Kindergarten classes are comprised of young children aged 3-6 and usually have no more than ten students per class – although the number is commonly around five students. The hours are similar to public school (8/9am-5:30/6pm, Monday to Friday), with a two hour lunch break, and no more than 20 hours per week teaching time. Kindergartens also commonly provide half-paid winter vacations on top of Chinese public holidays, although the precise details will vary from kindergarten to kindergarten.

Due to the age of the kids, it is required that teachers be outgoing and cheerful, and comfortable maintaining an interactive atmosphere with songs and games, as well as being prepared for differing behaviour and confidence levels in the students. Kindergarten teachers are also helped by Chinese teaching assistants and given a full curriculum to follow in their high-tech classroom, equipped with interactive whiteboards and various teaching materials, toys and games.

Training Centre – Child students

Training Centre positions will usually require weekend and afternoon/evening shifts, with your two consecutive days falling midweek. This is because these are privately owned institutions where the parents will pay to enrol their child, meaning they usually are supplementary to the child already attending kindergarten or public school. Therefore, it is common for a training centre teacher to work weekday afternoons (say, 2pm-8/9pm) and then a regular 8/9am-5/6pm on weekends.

These positions have no more than 20 teaching hours per week, with the ages ranging from 3-12 in most places. The class size can vary from 5-25 students, although most will fall in the 4-8 students range, and so a classroom with up-to-date technology will be provided.

Like kindergarten, training centre teachers need to be outgoing and cheerful due to the young ages of most students, with songs and games playing a large role in the learning process. During classes with older student classes, songs and games are still used, however there is more of a focus on bookwork and applicable learning.

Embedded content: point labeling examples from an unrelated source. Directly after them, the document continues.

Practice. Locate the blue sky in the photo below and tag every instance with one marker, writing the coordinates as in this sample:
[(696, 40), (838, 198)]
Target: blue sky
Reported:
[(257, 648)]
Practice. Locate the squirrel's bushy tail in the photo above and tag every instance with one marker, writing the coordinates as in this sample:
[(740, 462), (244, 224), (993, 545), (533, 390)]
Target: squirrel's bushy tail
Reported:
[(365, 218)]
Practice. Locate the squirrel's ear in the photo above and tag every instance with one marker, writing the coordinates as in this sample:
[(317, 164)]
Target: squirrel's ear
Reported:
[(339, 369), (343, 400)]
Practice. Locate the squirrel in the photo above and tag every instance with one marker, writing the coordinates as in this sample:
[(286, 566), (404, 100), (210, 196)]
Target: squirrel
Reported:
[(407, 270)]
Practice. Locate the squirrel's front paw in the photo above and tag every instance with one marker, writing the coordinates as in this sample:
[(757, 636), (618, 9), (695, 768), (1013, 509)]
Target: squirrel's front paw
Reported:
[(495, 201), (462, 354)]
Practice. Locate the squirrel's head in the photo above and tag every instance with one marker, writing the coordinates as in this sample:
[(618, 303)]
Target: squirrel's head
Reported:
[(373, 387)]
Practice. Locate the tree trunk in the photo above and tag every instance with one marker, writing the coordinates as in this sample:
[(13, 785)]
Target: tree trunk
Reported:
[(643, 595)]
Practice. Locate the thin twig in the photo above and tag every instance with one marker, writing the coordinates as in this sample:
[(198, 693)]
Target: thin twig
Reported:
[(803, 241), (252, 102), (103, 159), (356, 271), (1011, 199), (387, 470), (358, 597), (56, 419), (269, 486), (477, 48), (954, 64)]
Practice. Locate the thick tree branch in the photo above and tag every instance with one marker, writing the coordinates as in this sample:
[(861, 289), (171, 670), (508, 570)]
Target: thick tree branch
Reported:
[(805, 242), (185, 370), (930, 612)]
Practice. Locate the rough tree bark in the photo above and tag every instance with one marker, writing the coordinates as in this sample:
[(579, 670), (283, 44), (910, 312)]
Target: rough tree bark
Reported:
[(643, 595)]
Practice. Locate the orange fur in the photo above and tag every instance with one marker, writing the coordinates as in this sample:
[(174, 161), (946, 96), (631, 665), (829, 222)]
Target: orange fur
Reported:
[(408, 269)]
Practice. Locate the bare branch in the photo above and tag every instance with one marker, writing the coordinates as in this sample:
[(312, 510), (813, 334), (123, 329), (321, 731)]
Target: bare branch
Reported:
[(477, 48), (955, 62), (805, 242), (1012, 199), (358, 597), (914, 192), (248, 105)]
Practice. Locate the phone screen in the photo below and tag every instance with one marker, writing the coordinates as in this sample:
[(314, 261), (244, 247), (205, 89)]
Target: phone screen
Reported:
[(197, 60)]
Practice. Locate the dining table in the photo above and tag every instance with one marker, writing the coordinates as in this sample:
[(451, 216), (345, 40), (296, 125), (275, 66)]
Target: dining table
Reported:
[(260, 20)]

Training Centres offer Chinese Public Holidays and paid annual leave, but operate all year round otherwise with no summer or winter breaks.

Adult Training Centre

Training centres for adult students – aged 18 and up – operate on a similar schedule to training centres for children, due to the students having to work around their day job to attend classes. Class size is also similar, although more intense courses are offered with students of varying skill level being able to enrol in 1 on 1, 1 on 4, or 1 on 10 sized-classes.

The teaching style is different – due to the students being more mature and usually more experienced – however, when teaching those of low-level English it is useful to employ more practical methods such as games, without making the students feel like a child.

Adult students may also expect to see more visible signs of progress and therefore come across as more demanding, but likewise they should also be easier to manage in terms of classroom etiquette and discipline.

Both adult and child training centres compensate for the unusual schedule by providing teachers with the opportunity to teach demo classes aimed at enticing new students to enrol, with financial bonuses on offer for every new student who joins afterwards. Training centre contracts also usually include further bonuses and higher salary than other kinds of institutions, because their profit depends on enrolment and so quality teachers are required.